Grey expects the scooter work will be more seasonal. Her college town hasn’t even formalized an agreement with the companies, but it still sees spillover from Lansing, which is still considering its winter permit plans. Besides, the snow has already complicated drop-offs. “We got six inches of snow a couple weeks ago and [Bird] didn’t change the drop-off time and it didn’t give the city time to plow,” she says. “I still had to drop them in designated spot in the snow, but then I got marked down for leaving them on an uneven surface.”
But in bigger cities, scooter startups will be looking forward to testing their weather resistance. “While we’re building out our more robust fleet, Skip general managers [will] also closely monitor forecasts to determine the likelihood of snow and the presence of ice on the roads,” a Skip spokesperson wrote. That company is also throwing in some freebies for intrepid winter users. “Even in the cold, we know our scooters will remain essential in riders’ days, so in D.C., we’ll be giving away Skip winter gloves and hats to keep riders warm!”
The consumer specifications for the ubiquitous Xiaomi MS365 and Segway-Ninebot ES2 scooters—two models used by many scooter-sharing startups—provide a little guidance: The Segway-Ninebot sets its minimum operating temperature at 14 degrees F and minimum storage temperature at -4. But the scooters have not yet sat out for weeks at at a time in sustained freezing temps. (We reached out to Xiaomi and Segway by phone and email to address the scooters’ viability in the winter but haven’t yet received any comments.)

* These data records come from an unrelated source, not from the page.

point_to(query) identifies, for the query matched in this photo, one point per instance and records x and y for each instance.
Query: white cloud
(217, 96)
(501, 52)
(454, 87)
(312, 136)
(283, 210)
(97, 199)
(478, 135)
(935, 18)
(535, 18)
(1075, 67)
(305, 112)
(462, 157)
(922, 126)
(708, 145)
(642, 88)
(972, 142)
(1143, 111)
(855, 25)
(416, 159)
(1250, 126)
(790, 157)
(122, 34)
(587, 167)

Cold weather can be a challenge for all electric vehicles, and the small size of scooters makes them even more vulnerable. “Lithium batteries don’t like extreme cold. Electric cars often heat their batteries, but in scooters it is not economical,” writes Assaf Biderman, founder and CEO of the e-bike firm Superpedestrian, in an email to CityLab. The company, which invented the Copenhagen Wheel, just announced that it’s getting into the scooter fleet supply business, promising studier vehicles and smarter batteries. “With the right battery sensing technologies and battery management computers,” he says, “scooters can provide both safe operation of the vehicle while providing good power to the rider.”
According to Isidor Buchmann of Cadex Electronic, who runs the website Battery University, even chilled batteries might not be as much of a problem as you would think. “The performance is less when it’s cold, the metabolism and the chemical reaction slows down, but it doesn’t damage the battery,” he says “When it warms, the power is restored.”

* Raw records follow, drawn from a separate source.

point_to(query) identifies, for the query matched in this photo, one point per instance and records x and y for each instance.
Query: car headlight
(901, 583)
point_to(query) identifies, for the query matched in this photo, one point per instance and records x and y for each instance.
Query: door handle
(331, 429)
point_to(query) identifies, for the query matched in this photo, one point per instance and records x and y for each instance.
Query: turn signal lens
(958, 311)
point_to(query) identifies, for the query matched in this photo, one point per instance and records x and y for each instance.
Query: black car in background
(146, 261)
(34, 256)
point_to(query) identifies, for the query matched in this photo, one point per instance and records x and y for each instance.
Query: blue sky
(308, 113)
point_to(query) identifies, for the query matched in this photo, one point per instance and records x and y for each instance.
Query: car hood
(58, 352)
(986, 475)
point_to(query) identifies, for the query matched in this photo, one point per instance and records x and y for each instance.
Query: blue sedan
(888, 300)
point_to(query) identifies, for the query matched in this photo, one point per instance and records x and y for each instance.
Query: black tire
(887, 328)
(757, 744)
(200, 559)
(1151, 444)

Basically, if people continue using the scooters, they will keep going—just more slowly. “It’s a little bit like your water faucet that’s got an obstruction. It just takes a little bit more to fill a glass of water,” Buchmann says.
So let it snow, wear a helmet, and take your time. “I bet people will ride scooters a lot for fun a lot less in the winter, but some people will do it out of necessity,” says Schultz, who predicts that his scooter-charging business will keep going in Denver’s winter wonderland. “It’s hard to take a bus for just a half mile. You walk two blocks to the bus stop, wait in the cold a few minutes, and then get stuck in traffic. At that point you might as well fly by everyone in traffic on a scooter.”